The British government’s reckless policy on this war has prolonged its duration at the cost of hundred of thousands of lives

It is four years since Russia invaded Ukraine, intensifying a conflict that has now cost hundreds of thousands of lives in a dystopian, attritional war which has further imperilled wider world peace.

It is a conflict which the British government, under both Labour and Tories, has worked every day to keep going. That has been the main conditioning feature of Stop the War’s work since the war broke out – campaigning for peace in the face of British efforts to prolong war.
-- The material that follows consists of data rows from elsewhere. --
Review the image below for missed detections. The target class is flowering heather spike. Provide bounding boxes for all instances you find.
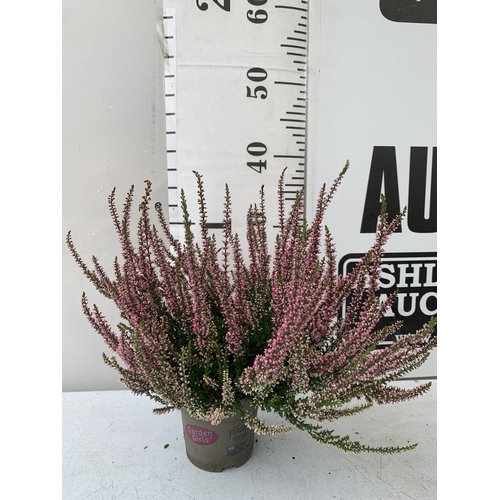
[66,168,436,453]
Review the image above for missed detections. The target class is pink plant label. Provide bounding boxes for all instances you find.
[185,424,219,444]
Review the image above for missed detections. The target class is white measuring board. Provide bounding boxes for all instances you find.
[164,0,437,376]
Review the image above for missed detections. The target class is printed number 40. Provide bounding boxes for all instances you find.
[247,142,267,174]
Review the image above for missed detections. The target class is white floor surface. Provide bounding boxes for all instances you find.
[62,381,437,500]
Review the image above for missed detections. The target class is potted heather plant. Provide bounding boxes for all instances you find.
[67,164,436,471]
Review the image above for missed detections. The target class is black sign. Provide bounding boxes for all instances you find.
[339,252,437,348]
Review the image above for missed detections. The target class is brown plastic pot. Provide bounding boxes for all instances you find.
[181,401,257,472]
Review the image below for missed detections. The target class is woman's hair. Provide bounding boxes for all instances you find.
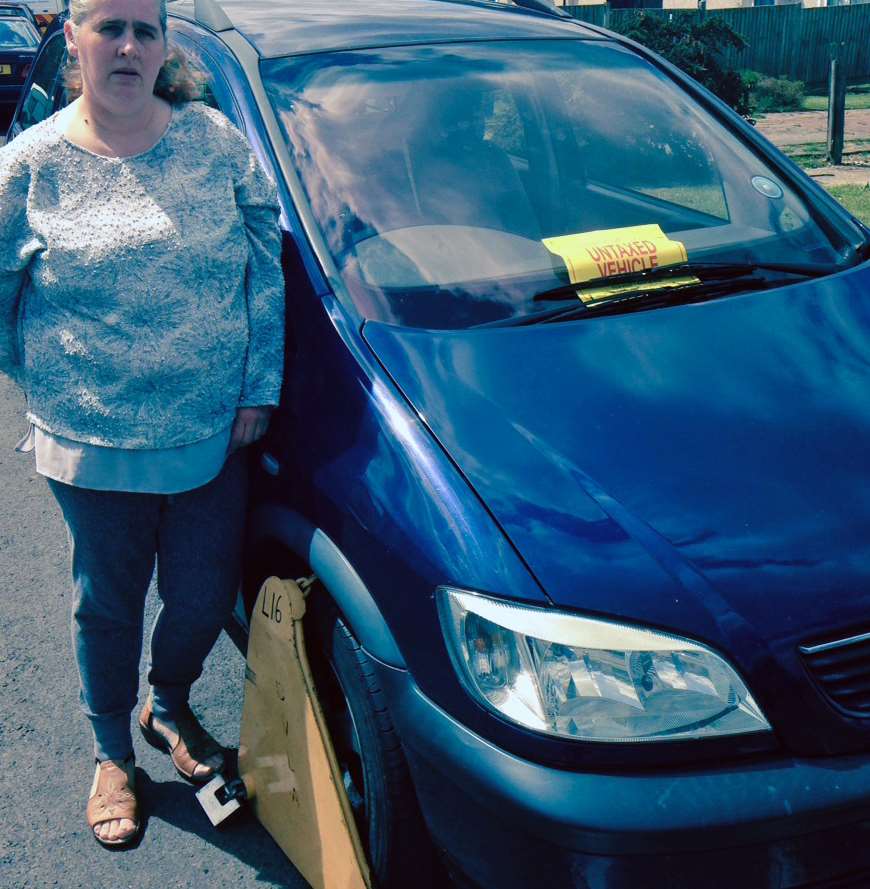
[63,0,205,105]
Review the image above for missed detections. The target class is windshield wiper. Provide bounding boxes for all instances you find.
[532,262,842,302]
[474,262,844,327]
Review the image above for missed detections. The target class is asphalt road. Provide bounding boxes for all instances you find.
[0,376,307,889]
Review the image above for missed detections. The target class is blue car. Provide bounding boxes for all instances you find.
[12,0,870,889]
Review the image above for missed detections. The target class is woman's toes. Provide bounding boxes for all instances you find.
[94,818,135,842]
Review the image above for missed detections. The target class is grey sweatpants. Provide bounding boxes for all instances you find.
[48,452,247,759]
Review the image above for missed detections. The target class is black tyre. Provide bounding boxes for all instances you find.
[306,587,449,889]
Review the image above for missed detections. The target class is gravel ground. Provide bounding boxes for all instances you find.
[756,108,870,188]
[0,377,307,889]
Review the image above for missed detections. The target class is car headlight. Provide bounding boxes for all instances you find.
[438,587,770,742]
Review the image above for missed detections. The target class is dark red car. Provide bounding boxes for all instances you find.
[0,14,42,112]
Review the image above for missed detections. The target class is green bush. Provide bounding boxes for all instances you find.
[611,12,751,117]
[743,71,804,113]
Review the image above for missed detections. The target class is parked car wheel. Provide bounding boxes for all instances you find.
[308,586,447,889]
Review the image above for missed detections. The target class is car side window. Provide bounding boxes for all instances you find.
[170,32,240,126]
[18,31,66,130]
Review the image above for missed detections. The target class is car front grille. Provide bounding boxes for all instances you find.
[800,633,870,716]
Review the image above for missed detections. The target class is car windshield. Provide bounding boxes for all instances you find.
[262,39,852,328]
[0,17,39,49]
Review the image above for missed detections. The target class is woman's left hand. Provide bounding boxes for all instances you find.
[227,405,274,454]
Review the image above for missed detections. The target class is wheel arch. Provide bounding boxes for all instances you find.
[248,506,405,669]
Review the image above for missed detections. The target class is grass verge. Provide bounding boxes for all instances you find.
[828,185,870,225]
[780,139,870,170]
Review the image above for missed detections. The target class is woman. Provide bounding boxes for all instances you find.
[0,0,283,846]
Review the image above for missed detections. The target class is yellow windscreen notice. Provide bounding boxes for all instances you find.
[542,225,687,284]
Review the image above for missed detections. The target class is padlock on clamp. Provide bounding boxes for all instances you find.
[196,774,250,827]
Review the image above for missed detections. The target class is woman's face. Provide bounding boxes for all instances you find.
[64,0,166,116]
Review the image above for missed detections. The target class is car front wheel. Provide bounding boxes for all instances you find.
[306,585,449,889]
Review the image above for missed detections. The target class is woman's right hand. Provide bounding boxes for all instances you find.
[227,405,274,454]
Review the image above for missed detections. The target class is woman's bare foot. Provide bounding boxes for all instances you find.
[87,756,139,846]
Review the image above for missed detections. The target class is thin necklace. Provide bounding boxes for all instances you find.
[82,105,157,146]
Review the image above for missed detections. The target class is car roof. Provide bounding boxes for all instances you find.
[169,0,599,57]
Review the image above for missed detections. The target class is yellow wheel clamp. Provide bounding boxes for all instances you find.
[197,577,372,889]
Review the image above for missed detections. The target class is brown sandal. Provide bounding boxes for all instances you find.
[139,695,224,784]
[86,756,141,848]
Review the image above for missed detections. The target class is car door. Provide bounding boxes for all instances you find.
[8,24,66,139]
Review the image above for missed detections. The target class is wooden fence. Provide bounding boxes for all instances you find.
[564,3,870,86]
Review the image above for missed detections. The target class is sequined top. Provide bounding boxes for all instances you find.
[0,103,284,448]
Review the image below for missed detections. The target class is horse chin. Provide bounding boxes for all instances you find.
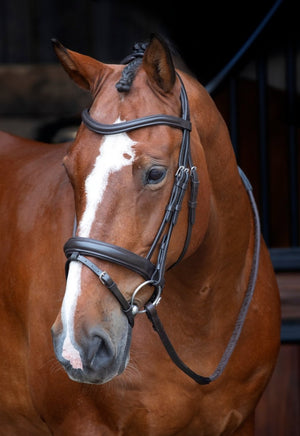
[64,355,129,385]
[52,323,132,384]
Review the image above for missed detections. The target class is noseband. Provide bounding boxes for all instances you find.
[64,74,198,326]
[64,70,260,384]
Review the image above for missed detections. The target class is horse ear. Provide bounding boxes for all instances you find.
[143,35,176,92]
[51,39,105,92]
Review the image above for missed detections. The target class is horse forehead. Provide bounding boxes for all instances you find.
[79,124,136,237]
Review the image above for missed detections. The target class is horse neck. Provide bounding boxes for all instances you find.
[166,99,253,323]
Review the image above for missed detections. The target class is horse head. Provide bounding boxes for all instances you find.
[52,37,210,383]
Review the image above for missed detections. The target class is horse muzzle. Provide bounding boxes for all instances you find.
[51,317,132,384]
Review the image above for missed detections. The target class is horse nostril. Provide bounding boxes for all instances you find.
[87,332,114,371]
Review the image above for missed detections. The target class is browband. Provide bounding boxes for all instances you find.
[81,109,192,135]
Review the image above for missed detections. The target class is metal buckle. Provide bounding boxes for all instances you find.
[130,280,162,316]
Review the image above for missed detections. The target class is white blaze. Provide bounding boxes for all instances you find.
[61,124,136,369]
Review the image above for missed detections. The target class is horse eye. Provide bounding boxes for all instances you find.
[146,167,167,185]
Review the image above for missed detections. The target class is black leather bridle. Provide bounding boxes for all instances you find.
[64,71,260,384]
[64,72,198,326]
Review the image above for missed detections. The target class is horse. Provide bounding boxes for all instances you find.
[0,35,280,436]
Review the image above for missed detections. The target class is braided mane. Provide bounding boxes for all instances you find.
[116,43,148,92]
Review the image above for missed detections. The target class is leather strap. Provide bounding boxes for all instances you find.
[81,109,192,135]
[66,251,134,327]
[145,168,261,385]
[64,236,156,280]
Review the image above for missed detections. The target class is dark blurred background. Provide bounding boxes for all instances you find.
[0,0,286,83]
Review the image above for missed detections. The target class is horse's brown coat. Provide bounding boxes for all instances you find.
[0,35,280,436]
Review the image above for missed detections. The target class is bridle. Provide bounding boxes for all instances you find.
[64,73,199,327]
[64,69,260,384]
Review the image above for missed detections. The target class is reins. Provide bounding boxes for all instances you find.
[64,52,260,385]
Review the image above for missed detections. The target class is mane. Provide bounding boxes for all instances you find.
[116,42,148,92]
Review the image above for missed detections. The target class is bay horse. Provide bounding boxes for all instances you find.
[0,36,280,436]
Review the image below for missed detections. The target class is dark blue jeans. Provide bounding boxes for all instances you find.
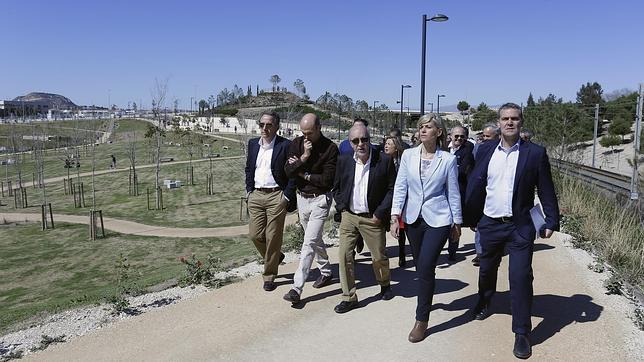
[478,216,534,334]
[405,218,451,322]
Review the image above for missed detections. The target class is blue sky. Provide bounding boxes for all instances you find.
[0,0,644,109]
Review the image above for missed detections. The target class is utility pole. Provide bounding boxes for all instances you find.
[631,83,644,200]
[592,103,599,167]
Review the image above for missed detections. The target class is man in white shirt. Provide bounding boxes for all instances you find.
[246,112,295,291]
[333,124,396,313]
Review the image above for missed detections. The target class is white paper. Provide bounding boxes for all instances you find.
[530,204,546,238]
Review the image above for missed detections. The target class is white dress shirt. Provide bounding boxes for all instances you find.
[483,140,519,218]
[255,136,278,189]
[349,151,373,214]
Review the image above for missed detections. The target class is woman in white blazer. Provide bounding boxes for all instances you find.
[391,113,463,343]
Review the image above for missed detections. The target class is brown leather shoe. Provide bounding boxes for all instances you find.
[408,321,427,343]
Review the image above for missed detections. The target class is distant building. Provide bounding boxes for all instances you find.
[0,101,49,117]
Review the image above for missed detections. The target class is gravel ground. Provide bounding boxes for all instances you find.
[0,233,337,360]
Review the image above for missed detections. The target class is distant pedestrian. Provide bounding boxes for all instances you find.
[333,123,396,313]
[447,126,474,261]
[391,113,462,343]
[465,103,559,358]
[284,113,338,303]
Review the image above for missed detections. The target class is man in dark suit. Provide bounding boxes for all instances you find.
[447,126,474,261]
[333,124,396,313]
[246,112,296,291]
[465,103,559,358]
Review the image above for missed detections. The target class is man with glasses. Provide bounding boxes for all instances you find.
[464,103,559,358]
[246,112,296,292]
[333,124,396,313]
[447,126,474,261]
[284,113,338,304]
We condemned Putin’s invasion on the day it happened and have maintained that opposition since. It was an act clearly in breach of international law and animated by a Russian nationalism which shows scant respect for Ukrainian identity and sovereignty.

Whilst reacting to real problems and provocations, it has been a massively disproportionate response which, in addition to the lives lost and wrecked, and the economic devastation caused, will poison Russian-Ukrainian relations for decades to come.

Nevertheless, it is not the simple Manichean conflict described in western propaganda. In reality, it is three wars in one.

The first, running hot from 2014 and the Maidan coup against the elected government in Kyiv and simmering before that, is a civil conflict in Ukraine between Ukrainian nationalism, generally pro-western, and the very large ethnic Russian or Russian-speaking minority in the south and east of the country.

Competing corrupt oligarchic groups have structured Ukrainian politics around that binary since the end of the Soviet Union, failing to create a unified democratic politics while obstructing the emergence of class politics. The 2014 coup sharpened that conflict, leading not just to the Russian annexation of Crimea but the ascendance of a strident Ukrainian nationalism that does not hesitate to venerate nazi collaborators.

That, together with an official assault on the use of the Russian language, has terminally alienated many millions from the Ukrainian state, which inherited arbitrary Soviet-drawn borders.

The second war is the state conflict between Ukraine and Russia. President Putin failed in his initial attempt to overturn the Kyiv government and install one subordinate to his own authoritarian nationalist regime.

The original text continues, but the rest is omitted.